Self-determination theory clarifies that these psychological outcomes rely on fulfilling basic psychological needs: autonomy, competence, and relatedness [cite: 44, 46]. By allowing a consumer to win a discount, the retailer fulfills the consumer's need for competence, making the resulting transaction utility feel earned rather than arbitrarily granted [cite: 44, 46]. A study of 8,000 consumers revealed that nearly 90% are more likely to participate in online events when guaranteed a special offer [cite: 45, 47]. By disguising the act of spending as an act of playing, gamified discounts shift the consumer's focus entirely away from acquisition utility, relying almost exclusively on the manufactured transaction utility to close the sale [cite: 43, 45]. 

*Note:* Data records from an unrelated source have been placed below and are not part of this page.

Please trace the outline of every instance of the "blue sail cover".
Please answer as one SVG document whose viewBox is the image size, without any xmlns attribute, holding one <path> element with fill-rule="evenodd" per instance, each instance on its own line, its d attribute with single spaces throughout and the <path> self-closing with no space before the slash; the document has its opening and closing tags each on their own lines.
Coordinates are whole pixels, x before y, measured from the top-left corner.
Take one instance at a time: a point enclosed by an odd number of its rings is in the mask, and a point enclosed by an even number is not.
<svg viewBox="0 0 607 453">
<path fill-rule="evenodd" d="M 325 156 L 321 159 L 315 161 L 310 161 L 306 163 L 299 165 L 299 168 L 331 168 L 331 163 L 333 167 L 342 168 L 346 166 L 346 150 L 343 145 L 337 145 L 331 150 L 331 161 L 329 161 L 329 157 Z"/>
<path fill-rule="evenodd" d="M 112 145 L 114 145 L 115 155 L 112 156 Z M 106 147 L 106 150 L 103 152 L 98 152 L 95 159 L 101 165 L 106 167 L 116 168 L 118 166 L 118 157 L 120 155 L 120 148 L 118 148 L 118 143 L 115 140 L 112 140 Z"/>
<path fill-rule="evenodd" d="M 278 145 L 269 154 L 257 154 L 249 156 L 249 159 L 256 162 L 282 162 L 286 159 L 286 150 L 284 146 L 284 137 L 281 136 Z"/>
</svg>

### Sunk Cost Amplification Through Engagement

The engagement required by gamified retail creates a habit-forming tendency [cite: 48]. Repeated exposure to reward-based features, including points redemption and achievement badges, generates higher purchase rates and cultivates strong platform dependency [cite: 43, 48]. The natural desire to win often overshadows the practical considerations of whether the purchase is financially sensible, leveraging the thrill of the game to override rational budget constraints [cite: 45]. In some instances, consumers only realize they must spend capital to claim their newly won free items after the emotional high of the game has already manipulated their mental accounting [cite: 43, 45].

## Cross-Cultural Variations in Market Interactions

While the neurological mechanisms underlying transaction utility are largely universal, the behavioral expression of price evaluation is heavily modulated by cultural frameworks and historical market norms. The perception of a fair deal varies significantly depending on societal trust levels and prevailing methods of price discovery [cite: 49, 50].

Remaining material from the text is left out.